Saudaraku seiman. Memang ada banyak perbaikan yang di sana sini dalam kondisi umat ini. Kondisi negara ini makin menyedihkan. Kriminaliasi para ulama, sang tersangka dilindungi mati-matian, dan adu domba antar umat pun dimunculkan. Lantas masihkah kita menyibukkan diri dengan perbedaan pendapat yang para ulama pun setuju untuk berbeda?
Apakah prinsip dakwah itu selalu “bid’ah itu sesat, dan sesat itu di neraka”. Apakah solusi yang engkau berikan hanya bersabar dan berdoa dalam kezaliman? Apakah solusi yang engkau berikan yang penting keluargaku aman dan aku berlndung saja di masjid?
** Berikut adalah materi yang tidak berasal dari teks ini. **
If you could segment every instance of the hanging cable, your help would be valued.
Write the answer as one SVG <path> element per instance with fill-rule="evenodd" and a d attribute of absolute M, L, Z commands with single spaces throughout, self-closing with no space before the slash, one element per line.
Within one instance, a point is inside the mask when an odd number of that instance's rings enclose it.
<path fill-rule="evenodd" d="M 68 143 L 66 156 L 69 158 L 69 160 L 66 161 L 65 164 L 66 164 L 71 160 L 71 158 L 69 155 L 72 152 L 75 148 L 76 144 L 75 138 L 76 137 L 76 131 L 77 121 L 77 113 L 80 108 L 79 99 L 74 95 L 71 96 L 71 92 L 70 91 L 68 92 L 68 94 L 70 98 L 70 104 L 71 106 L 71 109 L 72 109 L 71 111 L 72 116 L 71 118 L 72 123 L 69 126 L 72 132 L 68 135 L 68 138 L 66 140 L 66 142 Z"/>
Saudaraku seiman, Sungguh umat islam adalah puzzle. Kita hidup untuk saling melengkapi. Saling merangkul bukan memukul. Masuk surga bersama, bukan hanya satu golongan dakwah saja.
Puzzle mana yang hendak engkau isi? Puzzle sebagai garda terdepan layaknya FPI yang dianggap sebagai provokator? Layaknya bercocok tanam, mereka berani mengambil kontribusi sebagai pemusnah hama di saat orang lain lebih memilih sebagai menanam benih? Atau hendak menjadi puzzle di parlemen untuk memperjuangkan hak-hak umat islam bahkan kebaikan universal di saat para pengkhianat negeri ini memperjuangkan komunis dan liberalisme? Atau engkau hanya menjadi penonton dari puzzle yang menyatu ini. Atau engkau hanya ingin membentuk puzzle dari golongan yang sependapat saja? Begitukah?
Bukan hanya tentang kita yang baru saja hijrah. Bagi kita yang sudah lama hijrah ataupun masih menunggu waktu yang pas untuk hijrah, jangan malah memusuhi mereka yang baru saja hijrah. Ada proses dan progress. Ada preman yang baru tobat lantas dicap dosa besar ketika bacaan Quran masih keliru. Ada perempuan yang baru belajar menutup aurat, lantas dibilang telanjang ketika dia masih memakai jilbab dan celana. Janganlah seperti itu. Hargai mereka, rangkul mereka. Karena kita pun pernah berada di posisi itu.
Mendahulukan ukhwah dalam dakwah. Wahai saudaraku seiman, sadarilah siapa musuh kita sebenarnya. Lantas masih sibuk membid’ahkan?
Tulisan ini adalah curahan hati tentang kondisi terkini umat dan negeri ini. Jika engkau setuju, silakan berbagi. Jika tidak, maaf saya sudah selesai. Saya tak ingin lagi memperpanjang masalah cabang dalam agama ini. Saya hanya hamba bodoh yang terlihat pintar beretorika. Hanya pendosa yang tertutup aibnya. Tapi saya berharap, semoga Allah meridhoi setiap apa yang saya lakukan. Dan juga pastinya, terhadap engkau dan kita perjuangkan untuk bangsa dan agama ini. Aamiin.